Um dos maiores enigmas para o live-action seria essa adaptação dos poderes para o mundo de carne e osso, já que na animação é muito mais fácil representar exageros gráficos porque a mídia permite. Contudo, podia facilmente destoar dentro do padrão “seriado fantástico” que a Netflix quis dar à One Piece. As duas que são bem destacadas na trama, é a de Luffy, a Gomu Gomu no Mi ou a Fruta da Borracha e a Bara Bara no Mi de Buggy, o pirata palhaço, os efeitos são aceitáveis, não matam a suspensão de descrença do público, ou seja, são críveis. Mas em relação a brigas, o destaque dos combates vai para Zoro e Sanji, os dois atores fazem muito bem as coreografias e a edição não fica constantemente cortando as lutas, o que deixa claro a movimentação e o entendimento dos golpes.
Enquanto a cenários e ambientes, a maioria (senão 100%) se passa em sets fechados. Entretanto, isso não tira a sensação de ambiente externo, com cenas com muita luz, e ambientação colorida. Vale um destaque para o barco restaurante, Baratie, que além de protagonizar os melhores episódios do seriado, foi construído em tamanho real para passar mais credibilidade ao espectador.

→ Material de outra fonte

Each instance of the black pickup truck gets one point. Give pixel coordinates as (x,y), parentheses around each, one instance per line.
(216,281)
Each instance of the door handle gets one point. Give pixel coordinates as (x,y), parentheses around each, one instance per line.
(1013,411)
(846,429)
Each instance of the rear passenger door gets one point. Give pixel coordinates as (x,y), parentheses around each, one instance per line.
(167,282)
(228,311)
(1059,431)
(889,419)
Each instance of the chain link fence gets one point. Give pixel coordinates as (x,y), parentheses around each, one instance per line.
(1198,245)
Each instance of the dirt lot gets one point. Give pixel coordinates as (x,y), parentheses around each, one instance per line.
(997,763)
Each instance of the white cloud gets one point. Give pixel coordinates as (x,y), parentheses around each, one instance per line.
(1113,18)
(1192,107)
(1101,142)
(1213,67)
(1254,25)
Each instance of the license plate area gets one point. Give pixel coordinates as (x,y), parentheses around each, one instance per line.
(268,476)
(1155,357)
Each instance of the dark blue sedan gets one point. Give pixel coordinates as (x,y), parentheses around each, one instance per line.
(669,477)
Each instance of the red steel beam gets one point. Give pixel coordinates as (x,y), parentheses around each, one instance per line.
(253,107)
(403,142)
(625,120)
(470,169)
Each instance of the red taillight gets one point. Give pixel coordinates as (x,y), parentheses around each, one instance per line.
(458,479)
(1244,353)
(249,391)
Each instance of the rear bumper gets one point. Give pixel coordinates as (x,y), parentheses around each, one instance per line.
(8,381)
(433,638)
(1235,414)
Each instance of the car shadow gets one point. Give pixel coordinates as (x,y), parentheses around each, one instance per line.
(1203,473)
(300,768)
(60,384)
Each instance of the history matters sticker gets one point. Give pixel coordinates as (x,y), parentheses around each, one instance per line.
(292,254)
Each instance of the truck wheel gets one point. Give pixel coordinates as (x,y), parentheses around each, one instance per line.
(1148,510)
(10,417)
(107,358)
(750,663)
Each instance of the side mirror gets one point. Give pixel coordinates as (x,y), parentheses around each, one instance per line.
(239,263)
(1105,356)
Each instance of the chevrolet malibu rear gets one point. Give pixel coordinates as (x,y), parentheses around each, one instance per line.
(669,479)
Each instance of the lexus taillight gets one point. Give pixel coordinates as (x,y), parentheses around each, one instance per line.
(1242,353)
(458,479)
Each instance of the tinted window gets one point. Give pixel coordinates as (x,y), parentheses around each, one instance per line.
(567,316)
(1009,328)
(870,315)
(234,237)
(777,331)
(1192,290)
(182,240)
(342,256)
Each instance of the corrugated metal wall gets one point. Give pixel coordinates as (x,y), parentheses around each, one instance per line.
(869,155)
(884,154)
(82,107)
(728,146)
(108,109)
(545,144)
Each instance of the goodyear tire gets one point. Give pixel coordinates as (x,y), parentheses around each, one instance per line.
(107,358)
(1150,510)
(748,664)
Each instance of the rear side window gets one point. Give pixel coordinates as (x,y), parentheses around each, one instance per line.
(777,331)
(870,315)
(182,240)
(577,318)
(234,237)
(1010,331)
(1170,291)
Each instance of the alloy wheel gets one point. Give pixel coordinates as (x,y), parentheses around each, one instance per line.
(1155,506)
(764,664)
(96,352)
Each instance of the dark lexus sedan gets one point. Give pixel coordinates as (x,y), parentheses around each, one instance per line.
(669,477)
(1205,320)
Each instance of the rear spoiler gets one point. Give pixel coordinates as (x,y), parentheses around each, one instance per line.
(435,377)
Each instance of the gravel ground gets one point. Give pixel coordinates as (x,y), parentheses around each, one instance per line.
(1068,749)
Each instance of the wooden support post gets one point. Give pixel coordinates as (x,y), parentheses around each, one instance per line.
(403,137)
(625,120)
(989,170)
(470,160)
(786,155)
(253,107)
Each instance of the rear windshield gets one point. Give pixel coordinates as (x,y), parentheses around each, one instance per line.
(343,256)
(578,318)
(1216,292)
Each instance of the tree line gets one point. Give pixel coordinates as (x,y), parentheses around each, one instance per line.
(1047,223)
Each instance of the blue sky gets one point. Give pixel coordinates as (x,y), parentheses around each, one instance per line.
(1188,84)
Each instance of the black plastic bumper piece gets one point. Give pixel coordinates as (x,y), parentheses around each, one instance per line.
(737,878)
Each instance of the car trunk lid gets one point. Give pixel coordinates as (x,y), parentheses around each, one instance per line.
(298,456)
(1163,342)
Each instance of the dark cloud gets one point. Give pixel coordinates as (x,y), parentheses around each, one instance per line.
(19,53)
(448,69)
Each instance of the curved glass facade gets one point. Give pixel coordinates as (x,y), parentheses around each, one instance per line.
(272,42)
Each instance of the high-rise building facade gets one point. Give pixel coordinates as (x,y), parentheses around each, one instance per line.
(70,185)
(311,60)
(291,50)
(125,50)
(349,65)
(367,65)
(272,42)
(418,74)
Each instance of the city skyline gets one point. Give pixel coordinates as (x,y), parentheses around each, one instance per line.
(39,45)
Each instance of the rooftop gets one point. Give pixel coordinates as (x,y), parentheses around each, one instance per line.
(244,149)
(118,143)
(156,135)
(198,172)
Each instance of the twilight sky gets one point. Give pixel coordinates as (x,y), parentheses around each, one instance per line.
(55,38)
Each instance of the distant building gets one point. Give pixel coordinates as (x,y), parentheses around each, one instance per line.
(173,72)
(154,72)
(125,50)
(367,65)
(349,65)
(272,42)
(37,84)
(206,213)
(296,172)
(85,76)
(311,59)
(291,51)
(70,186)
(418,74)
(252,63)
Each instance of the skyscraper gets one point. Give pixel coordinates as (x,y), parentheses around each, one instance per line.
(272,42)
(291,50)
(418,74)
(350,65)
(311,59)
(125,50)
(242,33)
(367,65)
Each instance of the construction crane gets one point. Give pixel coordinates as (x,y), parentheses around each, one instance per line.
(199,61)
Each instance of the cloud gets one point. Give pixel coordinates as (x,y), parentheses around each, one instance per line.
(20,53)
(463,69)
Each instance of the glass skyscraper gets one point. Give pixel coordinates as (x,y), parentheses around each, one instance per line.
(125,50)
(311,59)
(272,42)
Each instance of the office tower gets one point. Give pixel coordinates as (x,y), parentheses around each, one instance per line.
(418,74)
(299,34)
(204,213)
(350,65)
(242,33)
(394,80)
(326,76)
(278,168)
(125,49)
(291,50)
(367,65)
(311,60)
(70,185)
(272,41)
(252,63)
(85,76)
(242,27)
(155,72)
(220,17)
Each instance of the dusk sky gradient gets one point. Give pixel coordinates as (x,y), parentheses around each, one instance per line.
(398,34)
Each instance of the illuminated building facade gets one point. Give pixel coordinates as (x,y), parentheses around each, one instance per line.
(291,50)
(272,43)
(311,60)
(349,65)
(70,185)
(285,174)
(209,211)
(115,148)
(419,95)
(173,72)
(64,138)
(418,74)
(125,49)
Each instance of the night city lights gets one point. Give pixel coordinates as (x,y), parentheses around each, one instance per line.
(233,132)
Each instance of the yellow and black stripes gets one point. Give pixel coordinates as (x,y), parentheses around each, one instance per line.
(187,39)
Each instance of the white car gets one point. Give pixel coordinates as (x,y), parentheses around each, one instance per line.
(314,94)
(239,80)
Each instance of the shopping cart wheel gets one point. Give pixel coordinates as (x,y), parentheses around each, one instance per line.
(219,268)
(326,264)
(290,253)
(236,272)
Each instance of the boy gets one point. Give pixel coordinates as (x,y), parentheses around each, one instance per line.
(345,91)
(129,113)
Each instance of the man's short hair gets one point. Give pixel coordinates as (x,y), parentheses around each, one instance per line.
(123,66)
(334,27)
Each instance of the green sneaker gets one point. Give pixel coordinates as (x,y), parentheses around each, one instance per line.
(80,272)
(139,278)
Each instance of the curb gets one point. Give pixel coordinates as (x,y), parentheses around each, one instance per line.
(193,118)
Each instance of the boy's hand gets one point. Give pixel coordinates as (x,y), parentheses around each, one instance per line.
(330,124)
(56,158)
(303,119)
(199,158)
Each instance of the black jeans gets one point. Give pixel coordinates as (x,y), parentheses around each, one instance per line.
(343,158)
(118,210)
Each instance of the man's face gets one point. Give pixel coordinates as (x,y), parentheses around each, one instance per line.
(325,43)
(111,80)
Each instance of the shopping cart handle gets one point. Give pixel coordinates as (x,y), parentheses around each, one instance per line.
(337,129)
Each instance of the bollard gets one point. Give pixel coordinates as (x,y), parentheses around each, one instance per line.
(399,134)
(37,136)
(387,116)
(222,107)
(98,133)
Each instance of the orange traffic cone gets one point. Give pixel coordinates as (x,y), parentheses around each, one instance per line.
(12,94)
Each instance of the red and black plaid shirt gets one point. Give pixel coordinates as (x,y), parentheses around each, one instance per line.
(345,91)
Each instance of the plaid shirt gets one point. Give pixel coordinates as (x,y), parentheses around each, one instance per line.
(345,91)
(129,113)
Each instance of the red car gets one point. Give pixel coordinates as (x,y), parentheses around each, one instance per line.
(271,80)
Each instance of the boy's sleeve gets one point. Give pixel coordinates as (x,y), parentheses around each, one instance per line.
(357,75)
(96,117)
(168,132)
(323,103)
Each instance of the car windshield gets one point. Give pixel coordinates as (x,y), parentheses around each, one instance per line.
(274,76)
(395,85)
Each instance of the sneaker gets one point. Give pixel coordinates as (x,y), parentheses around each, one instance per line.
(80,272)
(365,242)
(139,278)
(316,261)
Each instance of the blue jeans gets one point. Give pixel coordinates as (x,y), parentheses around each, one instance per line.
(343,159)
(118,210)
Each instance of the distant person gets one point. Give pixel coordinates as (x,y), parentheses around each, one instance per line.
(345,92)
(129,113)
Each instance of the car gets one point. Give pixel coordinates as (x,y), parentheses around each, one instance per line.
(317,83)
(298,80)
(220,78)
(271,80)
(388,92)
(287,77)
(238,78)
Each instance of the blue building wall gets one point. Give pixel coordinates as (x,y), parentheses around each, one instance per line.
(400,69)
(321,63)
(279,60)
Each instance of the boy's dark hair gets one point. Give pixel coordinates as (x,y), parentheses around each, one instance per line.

Animes e mangás sempre parecem inadaptáveis, graças as grandes diferenças culturais entre o ocidente e o oriente, e geralmente quem busca transpor essas obras remove muito das características que fazem delas únicas. Mesmo com essas barreiras, One Piece esfregou na cara de Dragon Ball Evolution, Cowboy Bebop e Death Note (As duas últimas produções da própria Netflix) que é, sim, possível se manter fiel ao material original e ainda assim fazer uma adaptação que enalteça o produto inicial e crie curiosidade em quem nunca o consumiu.
One Piece da Netflix é uma excelente porta de entrada ao mundo rico criado Eiichiro Oda, afinal adapta a maioria de seus personagens com exatidão, e demonstra como a história tem mensagens poderosas sobre o poder dos sonhos e dos laços construídos através da amizade.